Chinese authorities have ramped up efforts to reassure markets that Evergrande’s woes can be contained.
In the latest move, China’s central bank said on Monday it would cut the amount of cash that banks must hold in reserve, its second such move this year, releasing $188 billion in long-term liquidity to bolster slowing economic growth.
Evergrande’s shares tumbled 20% on Monday closing at an all-time low of HK$1.81 after it said late on Friday that creditors had demanded $260 million and that it could not guarantee funds for coupon repayment, prompting authorities to summon its chairman.
Analysts said authorities’ concerted efforts signalled Evergrande has likely already entered a managed debt-asset restructuring process.
Morgan Stanley said such a process would involve co-ordination between authorities to maintain operations of property projects, and negotiation with onshore creditors to ensure financing for project completion.
Regulators would also likely facilitate debt restructuring discussion with offshore creditors after operations stabilize, the U.S. investment bank said in a report.
The recent tumble in Evergrande’s dollar-denominated bonds accelerated with the March 2022 issue dropping 4.35 cents in the dollar to 27.7 cents, while other issues like the 2024 and 2025 bonds tumbled to record lows below 20 cents, MarketAxess data showed.
The firm is just one of a number of developers starved of liquidity due to regulatory curbs on borrowing, prompting offshore debt defaults, credit-rating downgrades and sell-offs in developers’ shares and bonds.
To stem turmoil, regulators since October have urged banks to relax lending for developers’ normal financing needs and allowed more real estate firms to sell domestic bonds.
Still, the government may have to significantly step up policy-easing measures in the spring to prevent a sharp downturn in the property sector as repayment pressures intensify, Japanese investment bank Nomura said in a report on Sunday.

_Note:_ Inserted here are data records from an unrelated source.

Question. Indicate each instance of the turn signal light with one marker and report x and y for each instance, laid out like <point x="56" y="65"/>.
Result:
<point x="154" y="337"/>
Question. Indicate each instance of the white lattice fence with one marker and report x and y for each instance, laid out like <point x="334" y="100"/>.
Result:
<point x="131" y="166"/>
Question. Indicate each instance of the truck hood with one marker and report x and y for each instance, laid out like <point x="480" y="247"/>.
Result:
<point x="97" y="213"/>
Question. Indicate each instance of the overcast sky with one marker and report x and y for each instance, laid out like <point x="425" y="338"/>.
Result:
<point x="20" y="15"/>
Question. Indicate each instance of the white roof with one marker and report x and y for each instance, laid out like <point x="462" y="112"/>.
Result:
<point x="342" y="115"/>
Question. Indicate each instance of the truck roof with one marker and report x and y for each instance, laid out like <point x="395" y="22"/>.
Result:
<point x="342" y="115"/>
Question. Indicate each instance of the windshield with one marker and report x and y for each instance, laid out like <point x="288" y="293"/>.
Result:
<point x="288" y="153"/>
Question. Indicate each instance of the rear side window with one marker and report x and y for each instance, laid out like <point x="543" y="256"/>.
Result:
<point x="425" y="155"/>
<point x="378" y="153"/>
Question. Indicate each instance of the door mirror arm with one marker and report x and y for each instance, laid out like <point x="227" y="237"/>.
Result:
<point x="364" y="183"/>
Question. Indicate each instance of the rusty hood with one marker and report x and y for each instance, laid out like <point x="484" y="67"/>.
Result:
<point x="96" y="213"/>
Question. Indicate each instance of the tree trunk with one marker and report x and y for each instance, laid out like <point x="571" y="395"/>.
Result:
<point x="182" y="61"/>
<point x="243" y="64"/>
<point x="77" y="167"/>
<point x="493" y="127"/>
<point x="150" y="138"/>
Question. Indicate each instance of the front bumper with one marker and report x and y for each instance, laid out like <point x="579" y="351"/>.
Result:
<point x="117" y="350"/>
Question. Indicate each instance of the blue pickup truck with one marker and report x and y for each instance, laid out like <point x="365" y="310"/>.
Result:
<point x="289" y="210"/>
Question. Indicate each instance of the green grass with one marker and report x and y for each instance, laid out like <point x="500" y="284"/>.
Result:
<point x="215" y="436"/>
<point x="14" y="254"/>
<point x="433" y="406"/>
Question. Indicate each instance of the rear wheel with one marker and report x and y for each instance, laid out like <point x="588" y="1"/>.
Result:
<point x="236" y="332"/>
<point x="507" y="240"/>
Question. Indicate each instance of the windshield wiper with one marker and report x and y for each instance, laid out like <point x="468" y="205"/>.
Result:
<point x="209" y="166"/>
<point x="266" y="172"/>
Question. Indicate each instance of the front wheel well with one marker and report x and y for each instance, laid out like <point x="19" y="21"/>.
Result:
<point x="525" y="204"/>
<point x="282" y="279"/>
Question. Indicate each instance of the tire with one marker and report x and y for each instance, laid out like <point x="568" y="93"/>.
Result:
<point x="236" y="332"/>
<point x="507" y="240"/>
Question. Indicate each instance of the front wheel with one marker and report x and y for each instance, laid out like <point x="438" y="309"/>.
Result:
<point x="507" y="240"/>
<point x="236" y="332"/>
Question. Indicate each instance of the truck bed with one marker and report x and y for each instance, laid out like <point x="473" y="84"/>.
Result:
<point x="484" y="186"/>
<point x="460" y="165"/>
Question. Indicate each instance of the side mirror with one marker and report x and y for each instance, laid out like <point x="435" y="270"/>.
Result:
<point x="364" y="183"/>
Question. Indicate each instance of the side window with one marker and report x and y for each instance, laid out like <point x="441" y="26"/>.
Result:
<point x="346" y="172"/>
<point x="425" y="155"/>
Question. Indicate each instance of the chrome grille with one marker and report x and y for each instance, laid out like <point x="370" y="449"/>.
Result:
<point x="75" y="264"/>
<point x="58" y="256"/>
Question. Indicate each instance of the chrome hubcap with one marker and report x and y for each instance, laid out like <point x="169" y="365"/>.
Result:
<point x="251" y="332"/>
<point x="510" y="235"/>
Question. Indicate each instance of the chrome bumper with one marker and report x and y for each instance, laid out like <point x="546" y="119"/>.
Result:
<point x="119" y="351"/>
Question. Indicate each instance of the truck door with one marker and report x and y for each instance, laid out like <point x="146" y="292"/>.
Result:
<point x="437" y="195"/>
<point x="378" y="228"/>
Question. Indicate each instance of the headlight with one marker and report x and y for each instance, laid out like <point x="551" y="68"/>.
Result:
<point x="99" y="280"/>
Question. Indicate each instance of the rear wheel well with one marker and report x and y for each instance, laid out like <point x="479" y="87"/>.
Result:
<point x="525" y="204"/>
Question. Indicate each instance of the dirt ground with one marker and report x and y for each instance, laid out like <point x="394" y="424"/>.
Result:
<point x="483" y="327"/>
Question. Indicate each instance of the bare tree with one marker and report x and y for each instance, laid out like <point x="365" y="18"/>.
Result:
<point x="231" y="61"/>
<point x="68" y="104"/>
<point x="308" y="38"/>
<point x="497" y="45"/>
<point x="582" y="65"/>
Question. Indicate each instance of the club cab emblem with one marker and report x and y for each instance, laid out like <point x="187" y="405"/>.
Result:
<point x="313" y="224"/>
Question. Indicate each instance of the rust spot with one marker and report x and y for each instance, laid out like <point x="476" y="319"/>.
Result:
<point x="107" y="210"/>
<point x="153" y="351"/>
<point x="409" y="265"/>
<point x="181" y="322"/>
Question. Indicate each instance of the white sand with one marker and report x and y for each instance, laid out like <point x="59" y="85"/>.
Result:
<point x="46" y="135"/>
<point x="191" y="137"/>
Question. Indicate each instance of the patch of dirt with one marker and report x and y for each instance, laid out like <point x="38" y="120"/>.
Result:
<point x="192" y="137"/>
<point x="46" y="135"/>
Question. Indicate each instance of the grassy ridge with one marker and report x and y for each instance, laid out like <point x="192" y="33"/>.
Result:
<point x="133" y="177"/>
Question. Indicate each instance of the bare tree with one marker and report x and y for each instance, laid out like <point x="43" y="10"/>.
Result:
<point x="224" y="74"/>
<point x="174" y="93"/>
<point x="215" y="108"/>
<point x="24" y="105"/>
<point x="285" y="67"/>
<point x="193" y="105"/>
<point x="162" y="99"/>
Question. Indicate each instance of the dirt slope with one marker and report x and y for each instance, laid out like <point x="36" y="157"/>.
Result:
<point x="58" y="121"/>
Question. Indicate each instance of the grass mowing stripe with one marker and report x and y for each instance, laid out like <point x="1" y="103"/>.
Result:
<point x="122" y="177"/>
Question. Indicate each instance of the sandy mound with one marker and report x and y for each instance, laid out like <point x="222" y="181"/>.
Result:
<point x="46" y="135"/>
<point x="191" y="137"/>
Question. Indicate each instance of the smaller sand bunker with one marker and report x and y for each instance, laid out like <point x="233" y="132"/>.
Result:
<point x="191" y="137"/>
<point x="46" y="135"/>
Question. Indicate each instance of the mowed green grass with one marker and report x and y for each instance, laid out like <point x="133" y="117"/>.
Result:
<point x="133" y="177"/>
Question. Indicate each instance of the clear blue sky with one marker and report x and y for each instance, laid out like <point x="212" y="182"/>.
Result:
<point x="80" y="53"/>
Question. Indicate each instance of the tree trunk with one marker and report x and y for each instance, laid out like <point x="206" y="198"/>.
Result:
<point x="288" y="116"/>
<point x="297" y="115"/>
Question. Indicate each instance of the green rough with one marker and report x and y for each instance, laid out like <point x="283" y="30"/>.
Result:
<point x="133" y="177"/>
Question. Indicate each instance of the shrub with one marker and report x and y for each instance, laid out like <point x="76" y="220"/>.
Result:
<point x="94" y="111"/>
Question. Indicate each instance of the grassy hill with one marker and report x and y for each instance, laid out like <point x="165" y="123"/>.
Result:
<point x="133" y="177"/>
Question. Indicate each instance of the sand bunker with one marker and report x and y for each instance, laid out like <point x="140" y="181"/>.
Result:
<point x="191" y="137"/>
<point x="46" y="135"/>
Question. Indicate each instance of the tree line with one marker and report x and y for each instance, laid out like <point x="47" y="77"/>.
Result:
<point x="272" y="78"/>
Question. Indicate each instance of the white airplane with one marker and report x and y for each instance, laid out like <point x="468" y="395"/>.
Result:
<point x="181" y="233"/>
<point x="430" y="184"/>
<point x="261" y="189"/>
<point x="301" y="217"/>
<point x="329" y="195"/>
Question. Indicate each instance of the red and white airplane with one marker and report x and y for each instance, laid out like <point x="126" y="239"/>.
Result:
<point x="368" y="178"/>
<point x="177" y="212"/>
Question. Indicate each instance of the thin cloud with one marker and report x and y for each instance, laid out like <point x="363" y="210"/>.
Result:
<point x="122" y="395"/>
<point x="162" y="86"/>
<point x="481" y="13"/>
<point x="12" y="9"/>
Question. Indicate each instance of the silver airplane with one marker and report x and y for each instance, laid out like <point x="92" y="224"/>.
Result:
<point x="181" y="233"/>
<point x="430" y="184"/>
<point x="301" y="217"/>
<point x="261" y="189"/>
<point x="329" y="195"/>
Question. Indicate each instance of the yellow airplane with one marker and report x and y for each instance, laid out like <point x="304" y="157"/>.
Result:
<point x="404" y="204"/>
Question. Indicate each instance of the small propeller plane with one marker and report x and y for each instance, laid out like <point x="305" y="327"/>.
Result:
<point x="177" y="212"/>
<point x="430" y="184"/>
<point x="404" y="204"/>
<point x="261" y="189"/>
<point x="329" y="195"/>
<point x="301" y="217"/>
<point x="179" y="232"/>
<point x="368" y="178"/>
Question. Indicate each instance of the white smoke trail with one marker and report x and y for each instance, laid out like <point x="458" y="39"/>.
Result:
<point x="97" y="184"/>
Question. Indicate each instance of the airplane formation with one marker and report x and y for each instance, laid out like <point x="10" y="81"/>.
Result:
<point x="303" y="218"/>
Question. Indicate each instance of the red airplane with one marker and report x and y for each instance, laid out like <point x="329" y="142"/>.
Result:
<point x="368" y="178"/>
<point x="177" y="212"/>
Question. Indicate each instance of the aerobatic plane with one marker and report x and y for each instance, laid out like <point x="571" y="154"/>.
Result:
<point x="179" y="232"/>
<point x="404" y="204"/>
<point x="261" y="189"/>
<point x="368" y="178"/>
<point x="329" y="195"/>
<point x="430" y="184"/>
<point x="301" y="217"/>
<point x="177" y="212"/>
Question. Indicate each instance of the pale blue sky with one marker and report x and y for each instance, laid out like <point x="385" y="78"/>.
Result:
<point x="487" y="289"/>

Quarterly dollar bond repayments will almost double to $19.8 billion in the first quarter and $18.5 billion in the second.
Easing measures such as the ability to sell domestic bonds are unlikely to help Evergrande refinance as there would be no demand for its notes, CGS-CIMB Securities said on Monday.
Evergrande’s inability to sell projects – with almost zero November sales – also makes short-term debt payments “highly unlikely,” the brokerage said.
On Monday, smaller developer Sunshine 100 China Holdings Ltd said it had defaulted on a $170 million dollar bond due Dec. 5 “owing to liquidity issues arising from the adverse impact of a number of factors including the macroeconomic environment and the real estate industry.”
The delinquency will trigger cross-default provisions under certain other debt instruments, it said.
Last week, Kaisa Group Holdings Ltd, China’s largest offshore debtor among developers after Evergrande, said bondholders had rejected an offer to exchange its 6.5% offshore bonds due Dec. 7, leaving it at risk of default.
The developer has begun talks with some of the bondholders to extend the deadline for the $400 million debt repayment, sources have told Reuters.
Smaller rival China Aoyuan Property Group Ltd last week also said creditors have demanded repayment of $651.2 million due to a slew of credit-rating downgrades, and that it may be unable to pay due to a lack of liquidity.
Aoyuan Chairman Guo Zi Wen on Friday told executives at an internal meeting to have a “wartime mindset” to ensure operation and project delivery and to fund repayments, a person with direct knowledge of the matter told Reuters.
Such tasks will be priorities for the developer, which will leave bond repayment negotiation to professional institutions in Hong Kong, said the person, declining to be identified as the matter is private.
Aoyuan did not respond to a request for comment.
The developer’s share price fell nearly 8% on Monday. Kaisa lost 2.2% and Sunshine 100 plunged 14%.